I paid my dues for Osher, enrolled in a couple classes that sounded interesting, and the book club for the books I wanted to read. I tried to get in a writing class, but it was already filled. After that semester, I was hooked. The sessions were interesting, informative, and the instructors were excellent. The next year I talked to Linda, my Social Security age daughter, into being an Osher student. How many of us get to go to college with our children?
This January I signed up early enough to get a spot in the two Memoir and Life Writing classes, joined the INGly Writers group*, and this Intermediate Writing and Critique class. What a difference these classes and the other students have made in my zest for life! I have sat in a lot of writing classes over the last 40 years, but never one with Kathi Diamant‘s teaching technique. It makes me evaluate my own writing style and try new ones. I have no words to properly express my gratitude to those of you who take the time to critique what I write. This is an invaluable tool for me, one that I have never had before.

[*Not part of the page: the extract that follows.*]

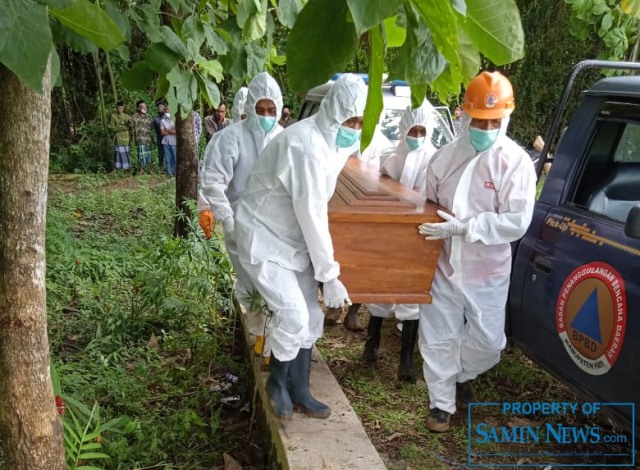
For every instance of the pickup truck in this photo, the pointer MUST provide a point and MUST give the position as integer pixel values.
(574, 304)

I promised myself over 25 years ago that I was going to write my memoir. Now I’m actually doing it, and I am over 13,000 words into the project. I am thankful for all of you who have participated in this journey; I hope to see all of your names in print. Kathi, my gratitude for your guidance, patience and encouragement is beyond the utterance of words. You haven’t seen the last of me.
*The INGly Writers Group are Osher students from the spring 2013 Memoir Class who continue to meet and share their work via the online Big Tent discussion group.